To the surprise of most people hearing about it for the first time, death in an oxygen-deficient atmosphere is almost instantaneous. It occurs after just one or two breaths!
Oxygen-deficient atmospheres occur from many causes, but most often because the air in an enclosed space is displaced by another gas. This can occur with even non-toxic, inert gasses. Often times, the space doesn't even have to be very enclosed. In some cases, where there are heavy gases present (like argon and some other welding gases) they can deplete the oxygen at the floor level of a large room.
The top of some spaces can have oxygen-deficient atmospheres from lighter than air gasses as well.

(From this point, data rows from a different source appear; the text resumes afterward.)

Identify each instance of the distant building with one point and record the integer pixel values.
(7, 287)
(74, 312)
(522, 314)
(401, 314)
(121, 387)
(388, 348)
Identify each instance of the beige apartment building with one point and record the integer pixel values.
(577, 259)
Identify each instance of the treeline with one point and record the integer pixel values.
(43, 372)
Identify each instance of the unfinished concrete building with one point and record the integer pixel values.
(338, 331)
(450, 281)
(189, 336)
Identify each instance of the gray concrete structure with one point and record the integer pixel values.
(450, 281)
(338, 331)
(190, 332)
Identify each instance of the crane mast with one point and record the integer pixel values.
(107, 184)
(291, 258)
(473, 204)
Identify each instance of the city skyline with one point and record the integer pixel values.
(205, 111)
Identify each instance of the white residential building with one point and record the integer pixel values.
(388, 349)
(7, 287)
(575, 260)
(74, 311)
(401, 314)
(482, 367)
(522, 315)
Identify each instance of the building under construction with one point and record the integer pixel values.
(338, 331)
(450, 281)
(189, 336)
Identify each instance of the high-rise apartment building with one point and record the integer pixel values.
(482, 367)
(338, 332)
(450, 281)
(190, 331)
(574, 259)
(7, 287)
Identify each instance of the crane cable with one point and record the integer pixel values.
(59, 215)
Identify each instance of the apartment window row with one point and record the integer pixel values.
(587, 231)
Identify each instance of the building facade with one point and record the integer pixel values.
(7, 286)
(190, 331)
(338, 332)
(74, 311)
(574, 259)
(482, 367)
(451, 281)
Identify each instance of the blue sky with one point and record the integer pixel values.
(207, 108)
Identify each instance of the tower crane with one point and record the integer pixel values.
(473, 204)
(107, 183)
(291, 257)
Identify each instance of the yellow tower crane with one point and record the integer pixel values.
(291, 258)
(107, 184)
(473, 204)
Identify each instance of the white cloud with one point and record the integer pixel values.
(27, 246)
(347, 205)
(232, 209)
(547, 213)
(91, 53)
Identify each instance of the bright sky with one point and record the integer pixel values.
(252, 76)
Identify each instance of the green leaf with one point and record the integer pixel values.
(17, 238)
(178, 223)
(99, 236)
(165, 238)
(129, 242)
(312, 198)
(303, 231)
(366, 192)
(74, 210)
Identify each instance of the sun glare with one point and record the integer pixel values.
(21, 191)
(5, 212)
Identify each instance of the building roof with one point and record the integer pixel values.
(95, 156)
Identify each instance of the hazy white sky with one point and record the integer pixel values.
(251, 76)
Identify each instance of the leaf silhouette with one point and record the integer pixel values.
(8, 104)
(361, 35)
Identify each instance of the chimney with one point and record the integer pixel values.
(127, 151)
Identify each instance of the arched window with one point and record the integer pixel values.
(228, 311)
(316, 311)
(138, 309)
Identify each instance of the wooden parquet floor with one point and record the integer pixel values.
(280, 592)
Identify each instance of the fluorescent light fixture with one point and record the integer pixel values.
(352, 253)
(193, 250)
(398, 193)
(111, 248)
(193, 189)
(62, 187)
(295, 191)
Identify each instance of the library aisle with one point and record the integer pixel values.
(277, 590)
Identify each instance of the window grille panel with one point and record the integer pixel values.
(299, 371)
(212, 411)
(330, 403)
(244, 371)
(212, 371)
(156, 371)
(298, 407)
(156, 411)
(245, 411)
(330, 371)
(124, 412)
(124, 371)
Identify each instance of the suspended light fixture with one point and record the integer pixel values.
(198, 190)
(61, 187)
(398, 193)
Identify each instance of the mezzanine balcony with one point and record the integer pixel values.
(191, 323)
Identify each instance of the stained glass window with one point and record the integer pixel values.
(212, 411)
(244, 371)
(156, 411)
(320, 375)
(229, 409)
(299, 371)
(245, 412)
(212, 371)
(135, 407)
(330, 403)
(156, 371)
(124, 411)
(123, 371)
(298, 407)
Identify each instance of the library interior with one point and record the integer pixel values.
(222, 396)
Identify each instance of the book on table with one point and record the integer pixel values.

During the mid 70's, while working in the Nuclear industry, we had extensive safety programs concerning this sinister hazard. One of the incidents that was used as an example is the following:
(Please note, this story is being related from memory, some details will be missing) During the 70s, many of the dairy farmers and cattlemen were installing large ground level tanks in which they would liquefy manure so that it could be easily pumped and handled for fertilizer. At one such installation, during the start-up process of the new facility, a farmer entered the tank and did not come out. His hired man, becoming concerned, went in to see if something was wrong. When the men had been missing for a time, one of their wives called the sheriff, who went out to investigate, and also entered the tank. Finally, one of the observers figured out that the tank was probably filled with methane gas. All three of the men were found inside the tank, dead.
Many people mistakenly think that a respirator or mask will protect them. Not so, if there is no oxygen, only an oxygen supplied device can help.
While in the tail cone of your Seawind, always ensure that you have adequate ventilation. During the building process, while the tail cone is open, most of us place an air supply fan either in the front, blowing back through the tail cone, or a small fan in the water rudder area, pulling air through. After the tail is enclosed, as in Arnie's case, just a fan may not be sufficient since there is no exit for the air.
There is an abundant amount of information about this topic on the web. One of the most brief, but thorough treatments is provided on the Air Products Company web-site at the link below. Click on the scrolling text, then select "Safetygram - 17: Dangers of Oxygen Deficient Atmospheres" and read it over. (Please note, you will need adobe acrobat reader. It is provided at the link if you don't have it.)
What ever you do, keep safety at the top of your list.